Vaucher’s high-end products also include tourbillon movements, as well as the modern, integrated high-beat chronograph movement VMF 6710. The latter appears in the Faubourg de Cracovie from Czapek, a crowdfunded haute horlogerie brand. A few years earlier, an even more exclusive chronograph movement was presented under the name PF361. This rattrapante movement powered the Parmigiani Tonda Chronor. The VMF 6710 is a more accessible version for third-party customers, though the technical similarity to the PF361 is evident.
With three hands, a small seconds dial, and a micro-rotor, the 5400 movement family is probably Vaucher’s bestseller. Among other timepieces, this movement powers the Slim d’Hermès. The version with an enamel dial from Donzé Cadrans is a particularly successful demonstration of how one can be taken seriously as a “fashion brand” in the market for mechanical luxury watches. Hermès currently holds a 25% share of Vaucher Fleurier, a testament to their fertile partnership. Naturally, the same basic movement is also used internally, for example in the more expensive Parmigiani Tonda 1950, which offers a greater degree of refinement of the movement surfaces in exchange for a higher price.
The third company that we’d like to introduce here is also only known among die-hard enthusiasts. However, the same cannot be said of the watches whose development involved Chronode.
Jean-Francois Mojon founded Chronode in 2005. Mojon had previously held a leading role at IWC. He didn’t have to wait long for success, which came in the form of the Best Watchmaker Prize at the Grand Prix d’Horlogerie de Genève in 2010, an achievement which he interestingly shares with Jean-Marc Wiederrecht of Agenhor. There’s also a connection to Vaucher Fleurier: One of Chronode’s most recent developments ticks away inside the Hermès Arceau L’Heure De La Lune with an impressive moon phase complication. This was made possible by a Chronode module integrated into a basic Vaucher movement. And before the young Czapek brand chose the aforementioned chronograph movement from Vaucher, they had used a Chronode-designed movement for their first model, Quai de Bergues… The world of high-quality watch movement developers is apparently quite small.
The watchmaking heavyweights that Chronode has lent its expertise to serve as a testament to the company’s influence. Upon its release, Chronode made a name of itself by supplying the watchmaking end of the supremely unique HYT H1. The actual time display using colored liquids in thin glass capillaries was entrusted to HYT subsidiary Preciflex.
Chronode also worked with Harry Winston, a brand that already employed countless exceptional watchmaking talents for their Opus model series. In particular, Chronode collaborated on the model Opus X, whose dials trace orbits like planets in a solar system.
Like Harry Winston, Max Büsser also takes a collaborative approach with his company, MB&F. The F stands for “Friends,” a reference the external designers involved in the development of their iconic models.
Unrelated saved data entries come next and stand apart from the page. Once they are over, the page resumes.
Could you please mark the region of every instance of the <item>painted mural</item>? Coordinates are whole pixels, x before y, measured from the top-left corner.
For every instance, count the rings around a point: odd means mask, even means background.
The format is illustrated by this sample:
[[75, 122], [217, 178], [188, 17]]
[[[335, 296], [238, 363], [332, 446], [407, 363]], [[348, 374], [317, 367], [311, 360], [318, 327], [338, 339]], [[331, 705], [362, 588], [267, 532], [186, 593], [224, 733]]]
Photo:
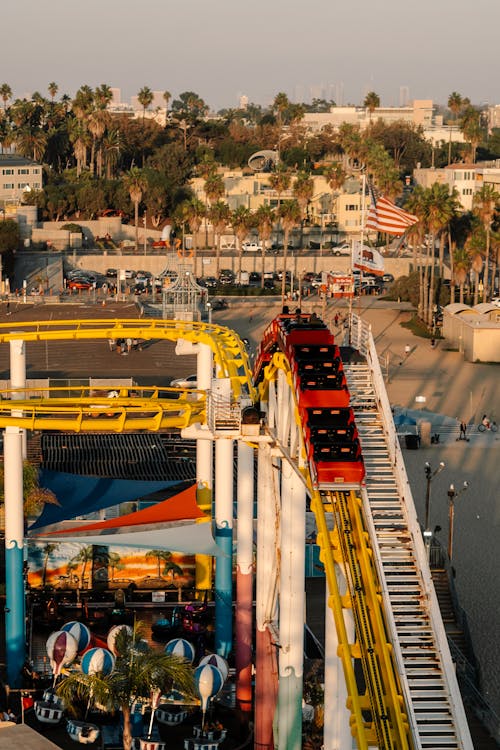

Together with Kari Voutilainen, Jean-Francois Mojon of Chronode is responsible for the celebrated Legacy Machine LM1, as well as its successor, the LM2. Mojon and another Chronode representative, Vincent Boucard, are also designated as co-creators of the movement for the supercar-inspired Horological Machine HM5.
If the Chronode creations mentioned thus far are too eccentric for your tastes, take a look at the UJS08 from Urban Jürgensen. This movement features the first chronometer escapement in a wristwatch. Its design involved not only the miniaturization of this precision escapement but also mastering impact sensitivity and the lack of self-start capability. In this case, Mojon was able to build off the work of Derek Pratt, who died before he could bring his brilliant idea to completion.